Donning a pair of gloves, it’s the iconic art handler move. But not all gloves are created equal. What is more, the options have expanded to improve performance and widen choices for special cases. Here are a few of the most common glove types we use in the field:

White cotton gloves

These are the classic that everyone expects when it comes to art handling.  For decades they were considered with little exception the safest way to handle artwork. Cotton is non-reactive and white gloves show dirt exposing when a pair needs replacing. These gloves also don’t leave fingerprints on an object. But, they can snag and shed lint on objects. In addition, since cotton wicks moisture away from the skin, hand oils and sweat can come in contact with the object.

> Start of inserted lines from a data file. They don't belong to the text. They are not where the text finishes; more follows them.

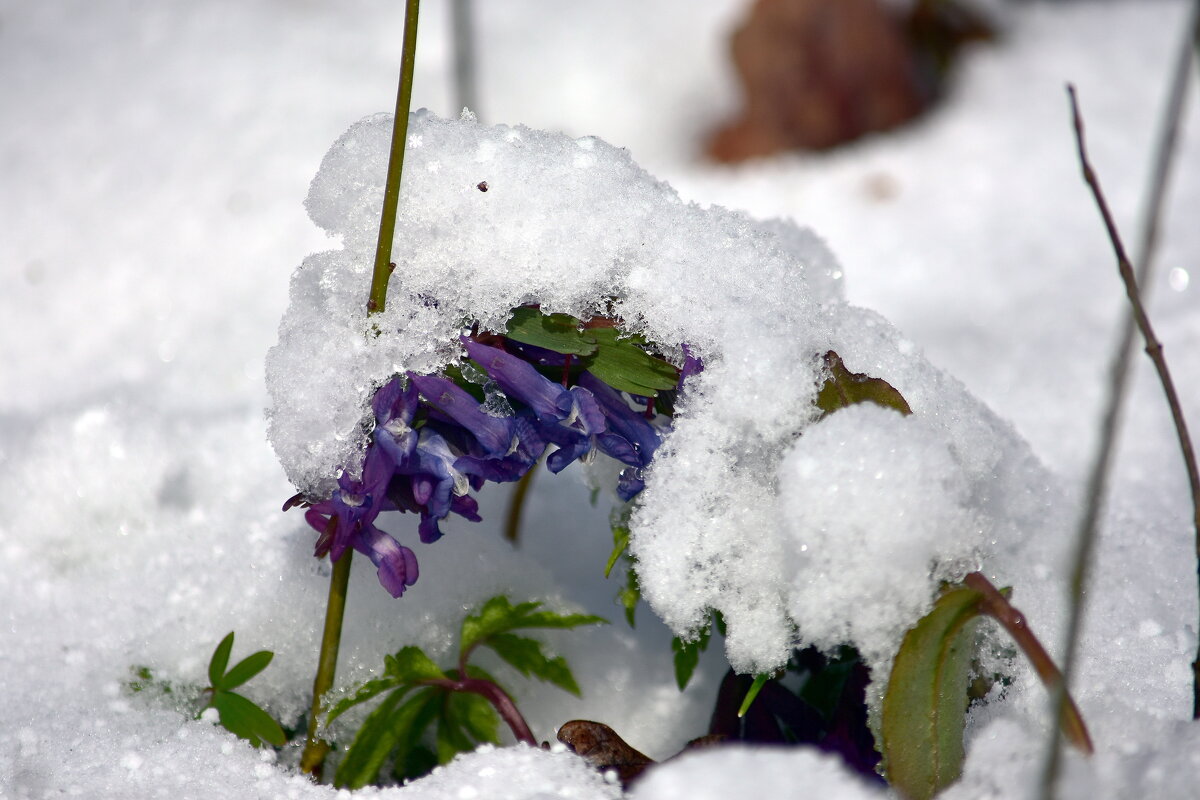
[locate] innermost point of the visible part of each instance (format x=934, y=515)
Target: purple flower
x=396, y=564
x=433, y=441
x=629, y=437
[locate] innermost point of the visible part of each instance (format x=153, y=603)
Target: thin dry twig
x=1098, y=479
x=1153, y=347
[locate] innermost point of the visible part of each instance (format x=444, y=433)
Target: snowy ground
x=155, y=160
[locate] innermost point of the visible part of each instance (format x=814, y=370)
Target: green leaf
x=246, y=668
x=687, y=655
x=411, y=666
x=499, y=615
x=623, y=365
x=246, y=720
x=451, y=739
x=220, y=661
x=558, y=332
x=382, y=732
x=526, y=655
x=755, y=687
x=619, y=543
x=823, y=690
x=477, y=716
x=364, y=693
x=925, y=704
x=845, y=388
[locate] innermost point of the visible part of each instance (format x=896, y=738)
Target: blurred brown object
x=816, y=73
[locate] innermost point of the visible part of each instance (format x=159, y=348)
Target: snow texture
x=155, y=155
x=841, y=530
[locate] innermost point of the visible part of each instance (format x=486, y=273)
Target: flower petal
x=521, y=382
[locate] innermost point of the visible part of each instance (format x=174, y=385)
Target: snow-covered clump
x=838, y=530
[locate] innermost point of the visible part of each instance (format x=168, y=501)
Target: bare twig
x=1155, y=350
x=1098, y=479
x=516, y=506
x=1147, y=245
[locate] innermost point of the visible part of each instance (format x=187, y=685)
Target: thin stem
x=497, y=697
x=1097, y=485
x=383, y=265
x=997, y=607
x=312, y=759
x=1153, y=347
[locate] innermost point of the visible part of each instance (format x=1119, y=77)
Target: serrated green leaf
x=415, y=762
x=246, y=668
x=364, y=693
x=383, y=731
x=246, y=720
x=451, y=739
x=411, y=665
x=623, y=365
x=558, y=332
x=924, y=708
x=845, y=388
x=499, y=615
x=527, y=657
x=477, y=716
x=687, y=655
x=619, y=543
x=220, y=661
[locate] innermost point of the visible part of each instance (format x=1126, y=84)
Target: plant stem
x=312, y=759
x=499, y=701
x=383, y=265
x=315, y=750
x=1153, y=347
x=1097, y=486
x=997, y=607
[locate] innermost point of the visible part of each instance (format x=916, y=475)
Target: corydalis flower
x=433, y=441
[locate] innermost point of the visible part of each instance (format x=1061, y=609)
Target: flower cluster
x=433, y=441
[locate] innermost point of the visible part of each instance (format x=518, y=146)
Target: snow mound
x=720, y=773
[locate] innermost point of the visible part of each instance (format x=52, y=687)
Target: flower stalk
x=312, y=759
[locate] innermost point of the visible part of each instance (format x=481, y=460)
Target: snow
x=156, y=157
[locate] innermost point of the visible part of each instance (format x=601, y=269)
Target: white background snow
x=155, y=156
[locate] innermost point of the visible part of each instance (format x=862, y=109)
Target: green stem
x=312, y=759
x=383, y=265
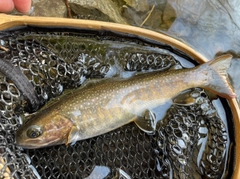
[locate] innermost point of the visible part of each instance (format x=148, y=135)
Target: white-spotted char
x=98, y=108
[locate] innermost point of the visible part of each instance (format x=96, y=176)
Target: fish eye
x=34, y=132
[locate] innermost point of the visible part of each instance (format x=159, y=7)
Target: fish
x=101, y=107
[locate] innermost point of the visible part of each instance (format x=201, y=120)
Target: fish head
x=44, y=130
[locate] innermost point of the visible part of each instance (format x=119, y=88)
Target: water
x=210, y=27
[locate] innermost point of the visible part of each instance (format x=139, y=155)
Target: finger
x=6, y=5
x=22, y=6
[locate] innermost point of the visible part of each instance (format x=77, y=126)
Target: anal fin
x=147, y=122
x=72, y=136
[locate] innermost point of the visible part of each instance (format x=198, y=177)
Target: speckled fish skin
x=102, y=107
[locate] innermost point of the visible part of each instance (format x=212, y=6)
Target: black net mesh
x=190, y=142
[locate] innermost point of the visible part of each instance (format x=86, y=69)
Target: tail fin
x=218, y=78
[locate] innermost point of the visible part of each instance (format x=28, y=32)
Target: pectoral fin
x=72, y=136
x=147, y=122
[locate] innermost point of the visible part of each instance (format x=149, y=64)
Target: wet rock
x=168, y=17
x=138, y=5
x=107, y=7
x=49, y=8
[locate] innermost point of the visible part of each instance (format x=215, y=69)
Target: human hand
x=22, y=6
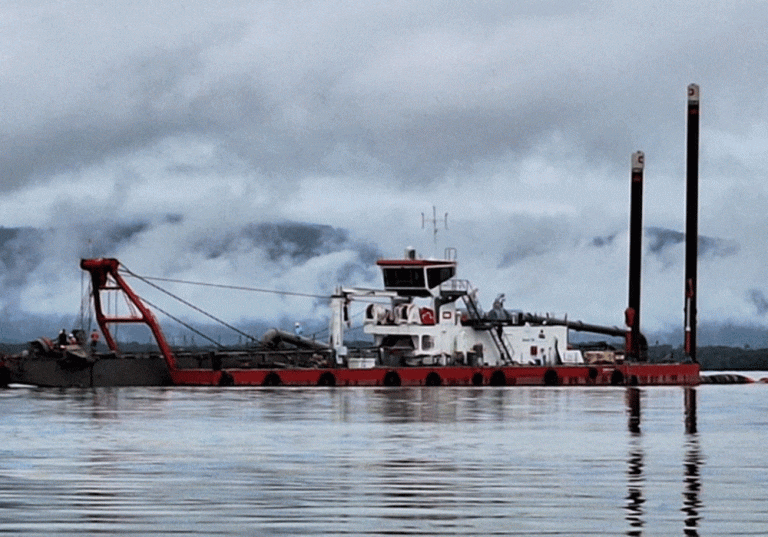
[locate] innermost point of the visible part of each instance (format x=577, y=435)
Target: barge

Powder-free nitrile gloves

Made of a synthetic rubber copolymer, these have unseated white cotton gloves as the best general purpose glove choice and are usually purple or blue. Like cotton gloves they are non-reactive and do not leave fingerprints, but unlike white gloves they will not wick up moisture, snag or deposit lint. Plus, they provide a modest amount of grip, useful when handling smooth objects.

Work gloves

Heavy, difficult to manage works may require these gloves to improve handling. Generally, these are used for sculpture or heavy furniture when nitrile gloves are not rugged enough. In addition, work gloves with a rubberized grip can help manage slippery, heavy objects.

Bare hands

In rare cases, bare hands are actually the safest choice for handling. Generally this is when objects require a maximum amount of grip and tactility to be safely managed. When this is the case, handlers must thoroughly wash and dry hands to remove as much natural oil as possible. When prolonged bare-handed work is required washing should happen at regular intervals to keep hands clean, oil-free and dry.

Not for art: Latex gloves

These gloves should not be used to handle artwork. The materials involved are chemically unstable and may react with handled works. In addition, latex and rubber are both weakened when they come in contact with oils, which are present in a variety of artistic media.

Of course this list is not exhaustive; there are several highly specific types of gloves that your professional art handler may use.  However, no matter the glove chosen, they should always be clean, free of tears and fit the wearer properly.